2.De tenlastelegging

Aan de verdachte is ten laste gelegd dat:
hij op één of meerdere tijdstip(pen) in of omstreeks de periode van 28 januari 2021 tot en met 6 februari 2021 te Zoetermeer, met [slachtoffer] , geboren op [geboortedag 2] 2006, die de leeftijd van twaalf jaren maar nog niet die van zestien jaren had bereikt, buiten echt, een of meer ontuchtige handelingen heeft gepleegd, die (telkens) bestonden uit of mede bestonden uit het seksueel binnendringen van het lichaam van [slachtoffer] , te weten het brengen en/of houden van zijn penis in de mond van [slachtoffer] en/of het zoenen van [slachtoffer] op haar mond.

3.De bewijsbeslissing

3.1
Het standpunt van de officier van justitie
De officier van justitie heeft gerekwireerd tot bewezenverklaring van het ten laste gelegde feit.
3.2
Het standpunt van de verdediging
De raadsman heeft vrijspraak bepleit van het ten laste gelegde feit. Op specifieke punten van de raadsman zal hierna, voor zover nodig, worden ingegaan.
3.3
De beoordeling van de tenlastelegging [1]
3.3.1.
Bewijsmiddelen
Aangifte stiefmoeder
[naam 1] (hierna: de stiefmoeder van [slachtoffer] ) heeft op 23 februari 2021 aangifte gedaan tegen de verdachte. Zij verklaarde dat haar stiefdochter [slachtoffer] (hierna: [slachtoffer] ), geboren op [geboortedag 2] 2006, drie maal heeft afgesproken met de verdachte. Tijdens de eerste afspraak heeft de verdachte het hoofd van [slachtoffer] vastgepakt en haar een kus op de mond gegeven. Tijdens de tweede afspraak heeft de verdachte [slachtoffer] s hoofd naar zijn penis geduwd en heeft zij hem gepijpt. Tijdens de derde afspraak heeft [slachtoffer] hem ook gepijpt. [slachtoffer] heeft het verhaal niet zelf aan haar stiefmoeder verteld. De stiefmoeder van [slachtoffer] heeft het via de stiefmoeder van een vriendin van [slachtoffer] , genaamd [naam 2] (hierna: [naam 2] ), gehoord. Daarna heeft de stiefmoeder van [slachtoffer] het met [slachtoffer] besproken.
Verhoor van [slachtoffer]
heeft op 16 februari 2021 aan de politie verklaard dat de verdachte haar oude voetbaltrainer was en ze via snapchat contact met elkaar kregen. [2] Zij heeft in totaal drie keer met de verdachte afgesproken. De eerste keer was op 28 januari 2021. [slachtoffer] ging naar zijn flat aan de [adres] in Zoetermeer (hierna: de flat). De verdachte was aan het verhuizen en de flat stond leeg. Na wat te hebben gedronken, wilde hij weten of [slachtoffer] kon zoenen en hij wilde het haar leren. De verdachte heeft met beide handen het hoofd van [slachtoffer] gepakt en gaf haar een kus op haar mond. [slachtoffer] wilde dit niet. [3]

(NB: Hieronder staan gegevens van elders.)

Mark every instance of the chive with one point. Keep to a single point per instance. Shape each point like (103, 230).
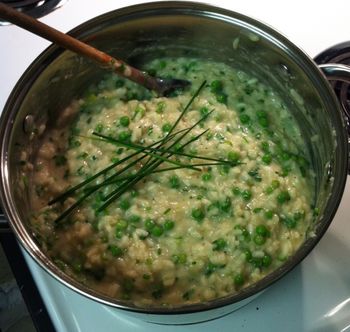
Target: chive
(174, 182)
(124, 136)
(124, 204)
(198, 214)
(157, 230)
(124, 121)
(60, 160)
(160, 107)
(115, 251)
(149, 224)
(246, 195)
(127, 184)
(166, 127)
(244, 118)
(206, 177)
(154, 164)
(176, 151)
(169, 225)
(283, 197)
(267, 260)
(219, 244)
(238, 280)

Op 1 februari 2021 hebben de verdachte en [slachtoffer] weer afgesproken. Tijdens een kaartspelletje in de flat van de verdachte zei de verdachte dat hij tips wilde geven over pijpen. Uiteindelijk ging de verdachte voor [slachtoffer] staan en trok zijn broek naar beneden. Hij stond tegen de muur. [slachtoffer] zat op de grond, omdat in de flat geen meubels stonden. Hij pakte haar hand en [slachtoffer] ging voor hem zitten. Na tien minuten duwde de verdachte haar hoofd tegen zijn lul aan. Toen ging [slachtoffer] hem pijpen. Zij wilde het eigenlijk niet en stopte een paar keer. De verdachte wilde dat [slachtoffer] verder ging. Het pijpen duurde ongeveer 10 minuten. De verdachte is niet in haar mond klaargekomen. [4] Na de tweede afspraak zei de verdachte tegen [slachtoffer] dat zij niemand mocht vertellen dat dit was gebeurd. [5]

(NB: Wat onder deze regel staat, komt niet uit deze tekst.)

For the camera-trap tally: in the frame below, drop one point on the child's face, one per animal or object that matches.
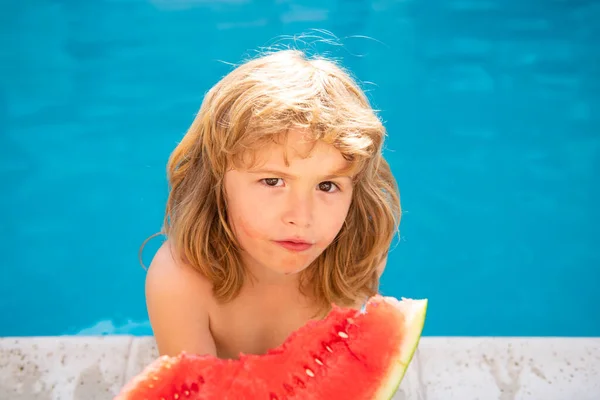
(273, 205)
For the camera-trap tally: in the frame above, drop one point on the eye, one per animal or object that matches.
(271, 181)
(329, 187)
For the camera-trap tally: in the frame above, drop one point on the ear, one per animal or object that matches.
(381, 266)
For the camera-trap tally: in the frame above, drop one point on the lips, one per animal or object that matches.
(294, 244)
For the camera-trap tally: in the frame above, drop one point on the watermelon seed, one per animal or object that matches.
(288, 389)
(299, 382)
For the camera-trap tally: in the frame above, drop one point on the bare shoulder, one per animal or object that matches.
(178, 299)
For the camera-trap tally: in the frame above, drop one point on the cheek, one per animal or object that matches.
(246, 224)
(333, 221)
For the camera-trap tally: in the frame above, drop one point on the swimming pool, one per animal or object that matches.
(494, 135)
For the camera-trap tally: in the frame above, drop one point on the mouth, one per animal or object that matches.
(294, 244)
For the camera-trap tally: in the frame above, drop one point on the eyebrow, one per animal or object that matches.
(336, 174)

Op 6 februari 2021 hebben [slachtoffer] en de verdachte weer afgesproken. Ze hebben eerst gevoetbald bij de flat en daarna wilde de verdachte weer gepijpt worden. Hij ging staan met zijn broek half naar beneden. [slachtoffer] heeft de verdachte toen 2 à 3 minuten gepijpt tot hij bijna klaarkwam. [6] Na die afspraak liet de verdachte niets meer van zich horen. [slachtoffer] heeft het met de verdachte gehad over haar ex-vriendje die haar gedumpt had, nadat ze dingen hadden gedaan. De verdachte heeft haar verteld dat hij dat nooit zou doen. Hij heeft haar wel geblokkeerd. [slachtoffer] verklaarde dat zij hierover met de verdachte heeft gechat op 12 februari 2021. [7]
Chatberichten tussen [slachtoffer] en de verdachte.
[slachtoffer] heeft een screenshot gemaakt van een Snapchatgesprek tussen “ [verdachte] ” en haar. Het screenshot is gemaakt op 6 februari 2021. [verdachte] zegt in het gesprek: “
Je komt naar mijn flat toch”. [slachtoffer] zegt vervolgens: “
Jaa”. [verdachte] antwoordt daarop met: “
Aight ben omw”.[slachtoffer] berichtte vervolgens: “
Ai k kom zo ja”.
De politie heeft op 19 juni 2021 in de telefoon van [slachtoffer] gekeken. [slachtoffer] heeft haar Instagramaccount geopend en het Instagramaccount van de verdachte opgezocht. De politie heeft de accountnaam [naam 3] zien staan met een aantal foto’s van een jongen, waarvan [slachtoffer] bevestigt dat het de verdachte is. Eén conversatie tussen [slachtoffer] en [naam 3] was nog zichtbaar. Dit bericht is verzonden op 12 februari 2021. [slachtoffer] bericht [naam 3] : “
K zei toch je zou me leaven als dit zou gebeuren”. [naam 3] reageert daarop met :“
Ik mag ff niks meer zegge weet alleen wou niet leaven. Ik heb nu geen tijd om te reageren ook sorry. Alles wat nog kan zegge please help me en snitch me niet. Ik zal je niet vergeten sorry voor all t gedoe”. [8]
Foto van [slachtoffer] in de flat van de verdachte
[slachtoffer] heeft een foto van zichzelf gemaakt toen zij in de flat was. Zij heeft deze foto gemaakt toen er nog geen verf of behang op de muren zat. [9] Op de foto is te zien dat [slachtoffer] tegen een kale wand staat.
3.3.2
Oordeel van de rechtbank
Betrouwbaarheid van de verklaring van [slachtoffer]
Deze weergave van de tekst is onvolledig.